Saturday, November 1, 2014

Fall where they may

Last entry,  I was struggling with the idea of evangelism.  I figured I needed study to settle my head.  So I took action.  I talked to a trusted friend who counsels me on lots of things.  He told me that he agrees with my approach, but he's also taken flac for it.  But he also told me he's seen others who took the more direct approach.  The proof is in the results...or the fruit, to use the Biblical analogy.

He also reminded me that there are different gifts, and though some groups try to cite the Great Commission as the bottom line of Christianity, it isn't necessarily that way.  Certainly we all have some level of responsibility to share our faith, but that there is a specific gift mentioned for Evangelism.  This reminded me of the discussion about various parts of one body.  How we are built to function as complementary parts, not all the same parts.  So in my mind, this necessarily disproves the interpretation that the Great Commission is the prime directive for every Christian.

Then I also talked to a friend who shares my faith but from a different part of the house.  He came at it from a different denomination, and then switched to one yet further down the hall from the one I came from.  So he helped me understand how those groups interpret the parts of the Bible that I was struggling with.

Then I reread a book (So you Don't Want to Go to Church Anymore) that had first gave me confidence to fully step out of the room I had been raised in.  I had poked my head out and looked up and down the hall of the wide house of Christian views, even looked int the windows of some other rooms.  But this book convinced me I needed to walk out of the one I was in.  I picked up several things I hadn't noticed before and reaffirmed the decision.  This served to help cut a few of the subtler cords that I hadn't fully broken yet.

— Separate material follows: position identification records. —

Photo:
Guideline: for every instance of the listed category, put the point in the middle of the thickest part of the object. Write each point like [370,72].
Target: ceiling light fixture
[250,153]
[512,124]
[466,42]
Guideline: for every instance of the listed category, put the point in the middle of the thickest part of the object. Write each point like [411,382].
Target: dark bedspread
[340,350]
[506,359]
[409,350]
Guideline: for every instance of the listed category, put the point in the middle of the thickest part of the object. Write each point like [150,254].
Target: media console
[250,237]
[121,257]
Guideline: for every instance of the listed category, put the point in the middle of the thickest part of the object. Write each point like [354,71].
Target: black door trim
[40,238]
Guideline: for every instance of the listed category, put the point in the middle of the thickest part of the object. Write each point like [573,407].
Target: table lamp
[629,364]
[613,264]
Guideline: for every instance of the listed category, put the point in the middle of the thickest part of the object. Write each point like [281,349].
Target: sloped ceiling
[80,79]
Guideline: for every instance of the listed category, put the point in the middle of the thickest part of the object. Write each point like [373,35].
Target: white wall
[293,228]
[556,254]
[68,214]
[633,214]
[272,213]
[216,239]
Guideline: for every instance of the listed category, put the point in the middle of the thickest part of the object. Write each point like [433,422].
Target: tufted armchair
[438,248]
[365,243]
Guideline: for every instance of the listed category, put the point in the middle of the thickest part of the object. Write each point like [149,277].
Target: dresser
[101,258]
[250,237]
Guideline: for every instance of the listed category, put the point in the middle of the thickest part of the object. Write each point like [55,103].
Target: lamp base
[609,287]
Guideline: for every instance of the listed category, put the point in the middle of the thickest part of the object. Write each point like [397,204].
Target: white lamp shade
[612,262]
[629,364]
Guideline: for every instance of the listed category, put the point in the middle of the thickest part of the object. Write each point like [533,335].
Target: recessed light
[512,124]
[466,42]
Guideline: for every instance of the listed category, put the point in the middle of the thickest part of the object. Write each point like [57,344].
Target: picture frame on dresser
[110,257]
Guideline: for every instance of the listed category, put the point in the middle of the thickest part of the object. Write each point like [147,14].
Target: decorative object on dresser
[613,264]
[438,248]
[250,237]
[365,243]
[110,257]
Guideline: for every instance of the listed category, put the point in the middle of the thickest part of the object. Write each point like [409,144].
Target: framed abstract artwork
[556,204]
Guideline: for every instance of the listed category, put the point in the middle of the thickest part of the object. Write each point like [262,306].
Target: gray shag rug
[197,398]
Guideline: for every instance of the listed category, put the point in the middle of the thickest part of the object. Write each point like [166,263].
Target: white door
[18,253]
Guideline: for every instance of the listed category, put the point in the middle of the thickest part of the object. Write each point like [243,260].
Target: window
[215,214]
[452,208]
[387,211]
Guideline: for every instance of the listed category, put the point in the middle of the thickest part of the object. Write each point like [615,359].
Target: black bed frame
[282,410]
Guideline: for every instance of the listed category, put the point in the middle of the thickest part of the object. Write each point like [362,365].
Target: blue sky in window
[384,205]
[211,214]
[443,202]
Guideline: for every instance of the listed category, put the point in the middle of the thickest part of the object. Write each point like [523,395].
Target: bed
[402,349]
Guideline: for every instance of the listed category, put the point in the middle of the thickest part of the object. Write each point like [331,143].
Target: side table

And from there, I looked up one of the authors and found a podcast (The Jesus Lens) on interpreting the Bible as a chronicle of redemptive flow through time. The story of God's pursuit and salvation of humanity that culminated in Jesus, but continues through to this day and will progressively flow on to the end of time.  It was extremely enlightening to walk through every book this way.  I don't want to provide a cursory summary that will let a reader feel they got the idea and don't need to do the study themselves, so suffice to say this approach resolves many of the contradictory elements such as the nature of God in the Old Testament vs the New and the discrepancies in tone and approach of the New Testament writers themselves, which I mentioned as an issue last time.  I've heard many explanations for these problems, but this one is the best and most unified, to me.  So check it out if you're interested.

By this point, I was feeling more confident, so I even went through and looked up every verse that talks about the Word of God or Word of the Lord.  Actually, I looked up every instance of the word 'word'.  It's over 400 verses.  But I noticed two things:  they never refer to the written word, the scriptures, or the Bible itself.  Honestly, they couldn't refer to the Bible because it wasn't compiled until like 300 years after the last books were written.  But it never even refers to the Hebrew Law or Prophets.  These are always called out as writings.  The Word of God always refers to a live message or a person...seriously a person.  In some cases it says the Word of the Lord came to someone and said... and then the person replies.  So there's a conversation between entities here.  This is consistent with what John writes about the Word becoming flesh.

So I looked up the Hebrew and Greek words used.  'Dabar' in Hebrew and 'logos' is Greek.  They both refer to the written word only by extension.  The real meaning is the content.  They mean an issuance of information, a revelation in the strict sense.  So this just blew my head apart!  My whole life I'd been taught that the Bible was the Word of God.  Even as a toddler we'd sung songs about it.  But it's totally untrue!

In my excitement, I posted this on Facebook, which of course brought a little controversy.  But surprisingly, many people were not shocked.  So, I felt like Shinji Ikari emerging from his Instrumentality.  When it finally clicks, he finds himself standing amongst a host of people, who have also arrived there, clapping and congratulating him.

So now, I don't claim to have a better interpretation.  I truly feel confident in saying I know to be true what I already felt to be true.  And the burden of getting the right system down has been lifted.  I'm sure I don't have it totally right, but I have taken another giant step in learning to LIVE (alive, living) relationship with God.  And I am more comfortable with how to best deal with others at various points on the same road.

Because we ARE all on the same road.  Know it or not.  Believe it or not.  And I can now show you how the Bible demonstrates this.  And if I'm wrong, that's ok.  You can't convince me until my time is ripe, and I can't convince you until yours is.  So it's best to leave that job to the one who is capable of fixing us both.  Will people abuse this freedom, misinterpret what I'm saying?  Absolutely!  They already are, and have (I'm not the first to arrive here).  But potential for abuse doesn't mean we alter, negate, or hide the truth...as if we really could anyway.